I had Hawaiian ham, swiss cheese, tomato, lite mayo. on toasted Jewish rye.


----------



## CarolfromTX (Jul 20, 2019)

Tuna salad on toast. Before that thinly sliced roast beef with mayo.


----------



## Ruthanne (Jul 24, 2019)

Roast beef, swiss cheese, mustard on rye.


----------



## Pappy (Jul 24, 2019)

I’m old school. A hot dog on bread.


----------



## twinkles (Jul 24, 2019)

i usually just eat a package of crackers for lunch


----------



## Ruthanne (Jul 29, 2019)

A little peanut butter and half a slice of swiss cheese on rye for breakfast.


----------



## Pappy (Jul 29, 2019)

Ham, cheese, mustard and white bread.


----------



## rkunsaw (Jul 29, 2019)

Bacon, tomato and mayonnaise on whole wheat toast


----------



## treeguy64 (Jul 29, 2019)

Homemade veggie burger, lettuce, tomato, onion, tomato puree, vegan cheddar, kalamata olives. Oh baby!


----------



## Aunt Bea (Jul 29, 2019)

Toasted ham and cheese on an English muffin for breakfast this morning.


----------



## debbie in seattle (Jul 29, 2019)

Peanut Butter, don’t eat lunch meats, etc.


----------



## Ruthanne (Aug 7, 2019)

egg, tomato and lite mayo  on rye.


----------



## Ruthanne (Aug 19, 2019)

Smoked turkey breast, chipotle cheddar, tomatoes, mayo on organic 12 grain bread.


----------



## Liberty (Aug 19, 2019)

Peppered turkey on lettuce, swiss cheese, mayo and pickle.


----------



## Marie5656 (Aug 19, 2019)

*I was out at a meeting. Stopped afterward and got a Philly Cheesesteak.*


----------



## Keesha (Aug 19, 2019)

Tuna salad.


----------



## Aunt Bea (Aug 20, 2019)

Turkey on a wrap with chips and a pickle.


----------



## hollydolly (Aug 20, 2019)

*Egg sandwich this morning!!*


----------



## toffee (Aug 20, 2019)

TODAYS SARNI IS --brown bread - strong cheddar cheese =with home grown tomatoes and mayo !


----------



## Pappy (Aug 20, 2019)

Hamburger, tomato and onion on bread.


----------



## tortiecat (Aug 20, 2019)

BTL - bacon, tomato, cheese,dill pickle & lettuce on a w/w roll.


----------



## hollydolly (Aug 20, 2019)

Smoked trout at Lunchtime... 2 sandwiches in one day. That's unusual for me!!


----------



## moviequeen1 (Aug 20, 2019)

I had ham sandwich with low cal mayo and lettuce on multi grain bread


----------



## Olivia (Aug 20, 2019)

Baby Swiss, Genoa Salami, mayonnaise on sourdough.


----------



## SeaBreeze (Aug 20, 2019)

Roast beef, provolone cheese, thin sliced onion, mayo, basil and oregano on French bread.


----------



## mike4lorie (Aug 20, 2019)

Tomato with ol'cheese, salt and pepper, and mayo...


----------



## Ruthanne (Aug 20, 2019)

Cucumber and tomatoes and lite mayo on toasted 12 grain.


----------



## treeguy64 (Aug 20, 2019)

Cucumber, tomato, alfalfa sprouts, sweet onion, shaved carrots, oregano and powdered rosemary, turmeric and garlic, vegan mozzarella, on toasted spelt bread, with vegan cream cheese spread.


----------



## Ruthanne (Aug 20, 2019)

treeguy64 said:


> Cucumber, tomato, alfalfa sprouts, sweet onion, shaved carrots, oregano and powdered rosemary, turmeric and garlic, vegan mozzarella, on toasted spelt bread, with vegan cream cheese spread.
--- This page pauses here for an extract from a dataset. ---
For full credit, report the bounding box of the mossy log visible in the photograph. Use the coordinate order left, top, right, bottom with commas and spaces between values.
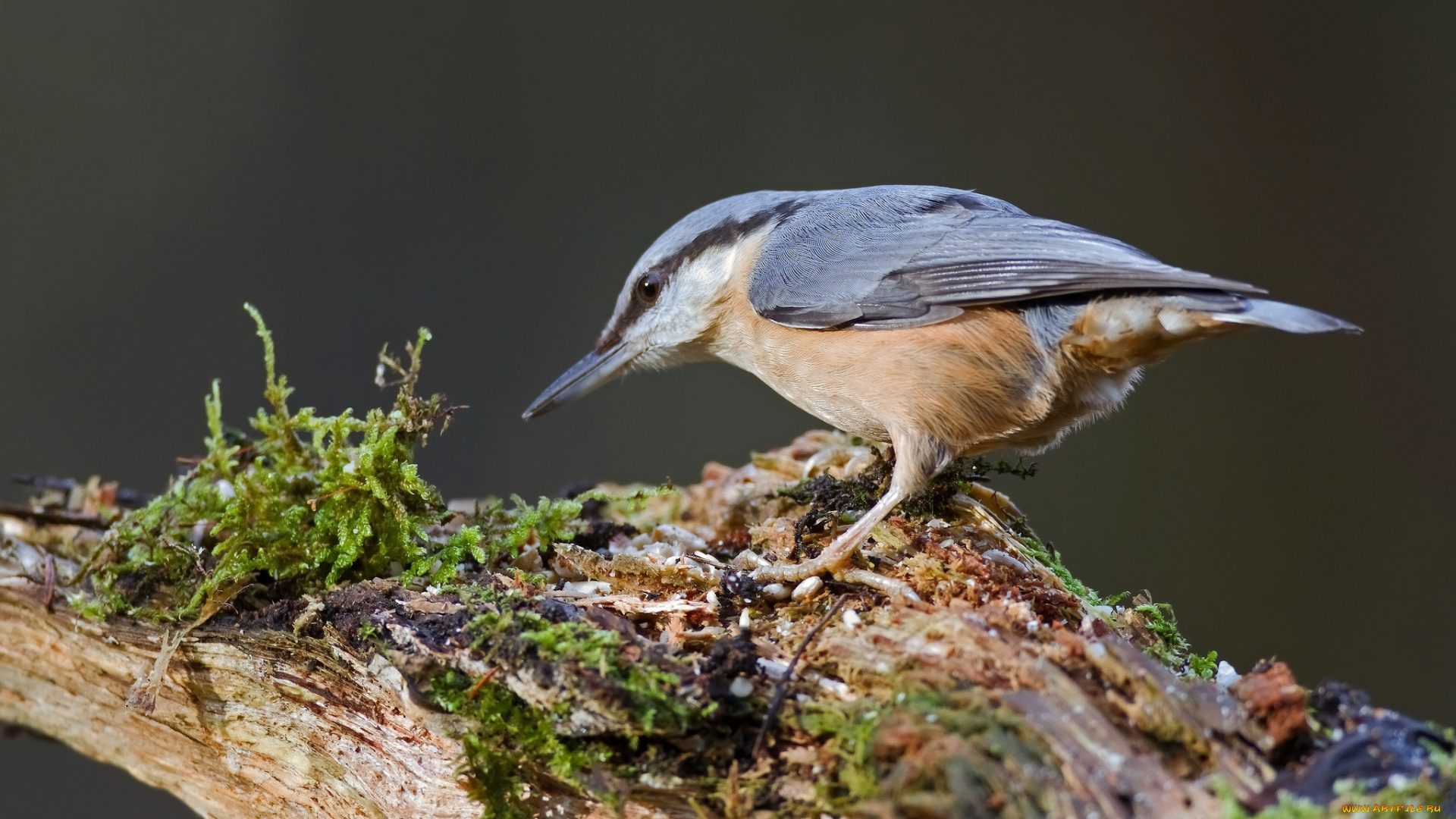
0, 433, 1453, 819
Sounds really yummy and nutritious.


----------



## Ruthanne (Aug 21, 2019)

turkey, tomato and lite mayo on 12 grain toasted again.


----------



## treeguy64 (Aug 21, 2019)

Just had two of these: Beets, grape leaves, spiral cut carrot, cucumber, artichoke hearts, onion, lettuce, tomato, vegan provolone, avocado, vegan sour cream on toasted spelt bread.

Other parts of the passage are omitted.